I’d like to thank the members of Voices for Palestine, the Muslim Students Association, Hillel Waterloo and the Rohr Chabad Centre for Jewish Life who took the time to share their experiences and concerns with me. I commend these students for speaking out with sincerity, civility, and eloquence during what is a very difficult and emotionally charged time.

There were many common themes from my meetings with each group. Each appealed for more education and awareness across the University, including about the kinds of rhetoric and images that are particularly hateful or hurtful to their communities. Both groups called for more understanding and empathy. 

Some students told me that they found the process for reporting instances of hate was not clear or easily accessible. We will make the reporting process easier and speed up our response time when we hear complaints. From today, you can email if you experience instances of hate. You can also continue to report them to your supervisor, or to the Office of Equity, Diversity, Inclusion and Anti-racism. If your safety is immediately threatened, call the police at 911 or special constable service at 519-888-4911.

I acknowledge that procedural considerations are not the only obstacle to reporting. Some students and employees have shared that they feel reluctant to raise formal complaints out of fear of academic or social repercussions or retaliation. This is also unacceptable. We all have a role to play in supporting our students and colleagues if they are experiencing harm.

The gravity of the current conflict weighs heavily on us all, but we must remember that members of our community are affected in many ways. All members of our community are free to express their own views on matters, but we must aim to maintain a supportive, respectful and tolerant environment.  

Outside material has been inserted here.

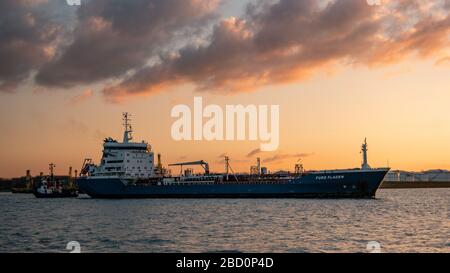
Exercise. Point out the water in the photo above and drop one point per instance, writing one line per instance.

I acknowledge that some of our communities on campus feel that the line between free speech and hate speech has been crossed in recent weeks. The conversation about what is acceptable at Waterloo is an important one which deserves careful attention and thought. To that end, we recently made a call for members for a task force that will focus on these kinds of questions. The task force intends to develop distinct principles that provide our community with clear guidance on Freedom of Expression which will accompany our current policies.

Our speaker series exploring antagonism and intimidation in academia also continues, with several events planned leading up to June, when we’ll host an international conference.

These are difficult times. We must remember who we are and what we are here to do. We are a community of curious, collaborative, innovative and entrepreneurial problem-solvers who seek to understand and identify equitable and sustainable solutions for the future of humanity and our planet. Let’s keep this vision in mind as we work through differences and challenges in the days and weeks to come.